Weird ldexp performance

I’m trying to write a faster implimentation of `exp`, and along the way, I noticed that I have no idea how fast `ldexp` is, and my efforts to benchmark it result in madness.

My code is

``````function myexp(x::Float64)
# Reduction: x = M*ln2 + ln2*(j/1024) + r
# M, j chosen such that 0<1024, abs(r) < ln2/2048

N = round(Int, x*1477.3197218702985)      # 1024/ln2
r = x - N*0.0006769015435155716           # ln2/1024
M = N >> 10
j = N - M<<10

# exp(x) = exp(ln2*M + ln2*j/2^k + r)
small_part = J_TABLE[j+1] * small_exp(r)
return ldexp(small_part, M)
end
``````

Unfortunately, this is about 2x slower than if the last line is replaced with `return small_part* (1<<M)`. When I saw this, everything made sense. I then tried to benchmark the performance of `ldexp` by itself, and discovered that the function, no matter how I timed it (with BenchmarkTools) only took 15ns. Any ideas what’s happening here?

1 Like

Why is 15ns madness? That’s about what I’d expect. Can you give an MWE and show your benchmarking code?

Actually I get

``````julia> x = 1.0; y = 3
3

julia> @btime ldexp(\$(Ref(x))[], \$(Ref(y))[])
3.272 ns (0 allocations: 0 bytes)
8.0
``````
1 Like

I’d stick with this. Compare the native code.
But it is possible to do even better if you can guarantee that `M` belongs to a narrow range (such as `0 <= M < 64`):

``````julia> myldexp(x, y) = x * (1 << y)
myldexp (generic function with 1 method)

julia> @code_native debuginfo=:none myldexp(0.125, 3)
.text
movl    \$1, %eax
shlxq   %rdi, %rax, %rcx
xorl    %edx, %edx
cmpq    \$63, %rdi
cmovaq  %rdx, %rcx
movq    %rdi, %rsi
negq    %rsi
shrxq   %rsi, %rax, %rax
cmpq    \$63, %rsi
cmovaq  %rdx, %rax
testq   %rdi, %rdi
cmovnsq %rcx, %rax
vcvtsi2sd       %rax, %xmm1, %xmm1
vmulsd  %xmm0, %xmm1, %xmm0
retq
nopl    (%rax,%rax)

julia> using SIMDPirates

julia> myldexp(x, y) = (SIMDPirates.assume(0 ≤ y < 64); x * (1 << y))
myldexp (generic function with 1 method)

julia> @code_native debuginfo=:none myldexp(0.125, 3)
.text
movl    \$1, %eax
shlxq   %rdi, %rax, %rax
vcvtsi2sd       %rax, %xmm1, %xmm1
vmulsd  %xmm0, %xmm1, %xmm0
retq
nopw    %cs:(%rax,%rax)
nop
``````

But I think LLVM is good at figuring out restricted ranges on its own, so odds are `assume` is unnecessary.
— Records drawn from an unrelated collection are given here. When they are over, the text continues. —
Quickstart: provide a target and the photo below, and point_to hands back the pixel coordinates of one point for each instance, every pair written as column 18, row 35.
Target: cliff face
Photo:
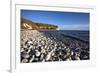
column 27, row 24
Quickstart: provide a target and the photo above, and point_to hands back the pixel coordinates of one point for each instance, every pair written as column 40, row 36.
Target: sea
column 79, row 34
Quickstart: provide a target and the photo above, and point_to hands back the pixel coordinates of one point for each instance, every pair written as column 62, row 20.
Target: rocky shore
column 45, row 46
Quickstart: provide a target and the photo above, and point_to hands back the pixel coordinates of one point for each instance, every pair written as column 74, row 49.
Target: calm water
column 83, row 35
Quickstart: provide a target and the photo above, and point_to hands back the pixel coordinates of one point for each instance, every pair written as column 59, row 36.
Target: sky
column 64, row 20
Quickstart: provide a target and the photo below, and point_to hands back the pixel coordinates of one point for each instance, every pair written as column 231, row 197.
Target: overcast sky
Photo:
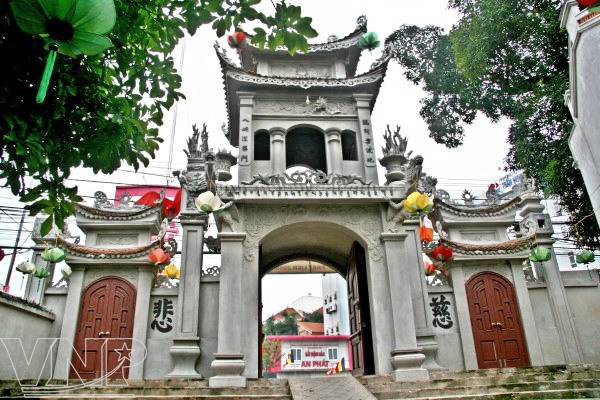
column 473, row 166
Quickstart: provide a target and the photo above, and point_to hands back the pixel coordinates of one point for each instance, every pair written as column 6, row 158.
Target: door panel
column 359, row 313
column 106, row 312
column 497, row 332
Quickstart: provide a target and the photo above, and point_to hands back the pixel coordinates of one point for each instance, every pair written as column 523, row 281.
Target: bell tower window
column 305, row 147
column 262, row 146
column 349, row 148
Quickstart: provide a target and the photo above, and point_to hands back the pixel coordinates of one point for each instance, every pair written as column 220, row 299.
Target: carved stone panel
column 299, row 70
column 479, row 236
column 107, row 239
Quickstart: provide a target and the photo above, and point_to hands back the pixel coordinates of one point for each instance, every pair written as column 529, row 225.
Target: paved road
column 329, row 388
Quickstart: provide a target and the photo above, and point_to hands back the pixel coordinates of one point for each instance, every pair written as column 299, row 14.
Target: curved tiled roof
column 118, row 214
column 103, row 253
column 236, row 76
column 478, row 211
column 346, row 44
column 499, row 248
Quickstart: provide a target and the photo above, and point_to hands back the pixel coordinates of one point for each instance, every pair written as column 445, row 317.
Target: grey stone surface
column 329, row 388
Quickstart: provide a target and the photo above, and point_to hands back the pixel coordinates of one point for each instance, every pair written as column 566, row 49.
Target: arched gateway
column 313, row 111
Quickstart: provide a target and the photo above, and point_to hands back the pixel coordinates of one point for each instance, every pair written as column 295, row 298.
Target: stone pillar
column 278, row 147
column 140, row 323
column 35, row 287
column 229, row 361
column 531, row 209
column 69, row 326
column 457, row 274
column 186, row 341
column 420, row 296
column 246, row 100
column 365, row 135
column 536, row 355
column 334, row 149
column 407, row 357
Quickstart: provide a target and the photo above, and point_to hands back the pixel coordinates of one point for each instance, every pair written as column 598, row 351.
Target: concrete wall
column 158, row 363
column 446, row 330
column 26, row 326
column 584, row 297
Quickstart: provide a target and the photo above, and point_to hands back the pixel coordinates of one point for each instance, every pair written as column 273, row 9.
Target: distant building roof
column 310, row 328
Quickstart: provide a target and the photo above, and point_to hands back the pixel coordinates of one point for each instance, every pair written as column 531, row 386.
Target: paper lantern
column 540, row 254
column 158, row 257
column 69, row 27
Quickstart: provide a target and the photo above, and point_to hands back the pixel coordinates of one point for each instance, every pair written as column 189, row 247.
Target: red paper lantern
column 237, row 40
column 158, row 256
column 442, row 253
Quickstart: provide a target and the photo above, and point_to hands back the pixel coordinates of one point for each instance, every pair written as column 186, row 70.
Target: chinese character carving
column 163, row 310
column 441, row 314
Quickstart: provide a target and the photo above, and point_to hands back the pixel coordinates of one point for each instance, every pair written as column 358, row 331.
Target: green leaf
column 46, row 226
column 259, row 38
column 303, row 27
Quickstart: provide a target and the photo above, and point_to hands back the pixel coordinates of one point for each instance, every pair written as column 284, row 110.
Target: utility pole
column 14, row 255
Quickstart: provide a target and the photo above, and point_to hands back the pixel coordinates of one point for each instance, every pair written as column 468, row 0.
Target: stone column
column 407, row 357
column 140, row 323
column 531, row 209
column 420, row 296
column 229, row 361
column 334, row 149
column 536, row 355
column 69, row 326
column 186, row 341
column 457, row 274
column 365, row 135
column 278, row 147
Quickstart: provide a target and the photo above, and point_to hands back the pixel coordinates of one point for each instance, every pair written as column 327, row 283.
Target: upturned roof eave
column 232, row 74
column 346, row 44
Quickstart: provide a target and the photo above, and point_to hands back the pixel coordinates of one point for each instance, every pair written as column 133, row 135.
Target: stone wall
column 158, row 363
column 29, row 327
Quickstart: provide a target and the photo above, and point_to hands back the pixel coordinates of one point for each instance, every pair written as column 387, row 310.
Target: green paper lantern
column 53, row 255
column 585, row 257
column 41, row 273
column 369, row 41
column 540, row 254
column 69, row 27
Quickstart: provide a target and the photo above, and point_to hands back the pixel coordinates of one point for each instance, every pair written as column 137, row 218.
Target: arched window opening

My bench-marking code is as follows:

``````x = rand(1000);
@btime myexp.(\$x)
``````

I find that the ldexp version takes 6.1us, vs 3.0us for the bit-shifted version. For the actuall problem, I don’t have any restrictions on the range of M, but if it helps, I know that `small_part` is around `1`.